坂東太郎「ミーティングではいないように扱われたり、SNSで私がコメントした時だけ返信がなかったり、小さいことの連続でしたが、1回1回精神的なダメージを受けてました。
そんな時、持ち上がったのがCDリリースの話です。CDをタワーレコードでリリースできると。さらに、事務所にスタジオがあり、無料でレコーディングできるとのことでした」
そこで、言われるがままに事務所に出向いた坂東太郎さんは、衝撃の光景を目にすることになる。
坂東太郎「住所の場所は普通のマンションの1室。
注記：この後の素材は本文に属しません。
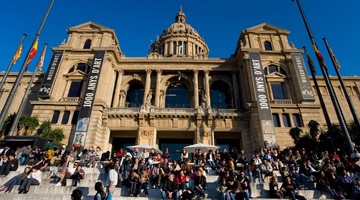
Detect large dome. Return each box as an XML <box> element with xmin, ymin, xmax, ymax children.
<box><xmin>148</xmin><ymin>7</ymin><xmax>209</xmax><ymax>59</ymax></box>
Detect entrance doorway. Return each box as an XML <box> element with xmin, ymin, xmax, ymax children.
<box><xmin>159</xmin><ymin>138</ymin><xmax>193</xmax><ymax>160</ymax></box>
<box><xmin>112</xmin><ymin>138</ymin><xmax>136</xmax><ymax>152</ymax></box>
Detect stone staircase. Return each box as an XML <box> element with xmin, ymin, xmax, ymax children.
<box><xmin>0</xmin><ymin>165</ymin><xmax>330</xmax><ymax>200</ymax></box>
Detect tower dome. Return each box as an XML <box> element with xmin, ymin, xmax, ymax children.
<box><xmin>148</xmin><ymin>7</ymin><xmax>209</xmax><ymax>59</ymax></box>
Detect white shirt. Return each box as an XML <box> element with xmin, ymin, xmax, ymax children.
<box><xmin>108</xmin><ymin>169</ymin><xmax>119</xmax><ymax>187</ymax></box>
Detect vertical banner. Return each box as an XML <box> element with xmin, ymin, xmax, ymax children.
<box><xmin>249</xmin><ymin>51</ymin><xmax>276</xmax><ymax>147</ymax></box>
<box><xmin>38</xmin><ymin>51</ymin><xmax>63</xmax><ymax>99</ymax></box>
<box><xmin>291</xmin><ymin>53</ymin><xmax>315</xmax><ymax>102</ymax></box>
<box><xmin>73</xmin><ymin>51</ymin><xmax>106</xmax><ymax>148</ymax></box>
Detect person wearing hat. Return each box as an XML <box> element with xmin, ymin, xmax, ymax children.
<box><xmin>50</xmin><ymin>145</ymin><xmax>69</xmax><ymax>165</ymax></box>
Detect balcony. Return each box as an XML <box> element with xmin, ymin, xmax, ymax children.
<box><xmin>272</xmin><ymin>99</ymin><xmax>293</xmax><ymax>104</ymax></box>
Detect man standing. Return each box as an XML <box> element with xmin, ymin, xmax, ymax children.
<box><xmin>108</xmin><ymin>162</ymin><xmax>119</xmax><ymax>195</ymax></box>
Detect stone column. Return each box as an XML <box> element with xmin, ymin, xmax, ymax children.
<box><xmin>232</xmin><ymin>72</ymin><xmax>240</xmax><ymax>109</ymax></box>
<box><xmin>143</xmin><ymin>69</ymin><xmax>151</xmax><ymax>105</ymax></box>
<box><xmin>194</xmin><ymin>70</ymin><xmax>199</xmax><ymax>108</ymax></box>
<box><xmin>205</xmin><ymin>70</ymin><xmax>211</xmax><ymax>108</ymax></box>
<box><xmin>164</xmin><ymin>42</ymin><xmax>169</xmax><ymax>56</ymax></box>
<box><xmin>112</xmin><ymin>70</ymin><xmax>124</xmax><ymax>108</ymax></box>
<box><xmin>155</xmin><ymin>69</ymin><xmax>161</xmax><ymax>108</ymax></box>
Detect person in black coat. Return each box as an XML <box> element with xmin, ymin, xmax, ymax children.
<box><xmin>194</xmin><ymin>168</ymin><xmax>207</xmax><ymax>198</ymax></box>
<box><xmin>161</xmin><ymin>174</ymin><xmax>179</xmax><ymax>200</ymax></box>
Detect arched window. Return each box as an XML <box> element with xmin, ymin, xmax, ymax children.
<box><xmin>210</xmin><ymin>80</ymin><xmax>232</xmax><ymax>109</ymax></box>
<box><xmin>165</xmin><ymin>83</ymin><xmax>190</xmax><ymax>108</ymax></box>
<box><xmin>264</xmin><ymin>41</ymin><xmax>273</xmax><ymax>51</ymax></box>
<box><xmin>83</xmin><ymin>39</ymin><xmax>91</xmax><ymax>49</ymax></box>
<box><xmin>125</xmin><ymin>81</ymin><xmax>144</xmax><ymax>107</ymax></box>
チャイムを押すと、山田さんが扉を開けたので、そこでやっと住所が間違ってなかったことに安心したくらいです。
中に入ると、4つほどある部屋にレーベルのバンドマンたちがひしめき合って作業をしていました。そして、バンドマンたちが騒ぐ中、山田さんはリビングっぽい部屋にある家庭用PCを指さしレコーディングをするように指示しました。
噂のスタジオは、1人入ればいっぱいの狭い押し入れにネットショッピングで買ったような緩衝材を貼っただけのもの。そこにカツカツで歌録り用のマイクだけが立ってました。ただの押し入れなので汗だくで歌を録りましたね」
──事務所とは何だったのか……家でやった方がマシですね。
坂東太郎「はい。とは言え、CDをリリースすることは夢で、他で録ったものを認めてくれそうにもなかったので、当時慣れないDTMでなんとか録り終えました。すると、リリースするために、またお金が必要になったんです。1曲8万円くらいだったかな。もちろん、CDのプレス代などとは別に」
──払ったんですか?
坂東太郎「払いました。ここで諦めたら今まで耐えてきたことが全部無駄になると思ったので。最終的にそのレーベルには40万円くらい貢いでしまったかもしれません。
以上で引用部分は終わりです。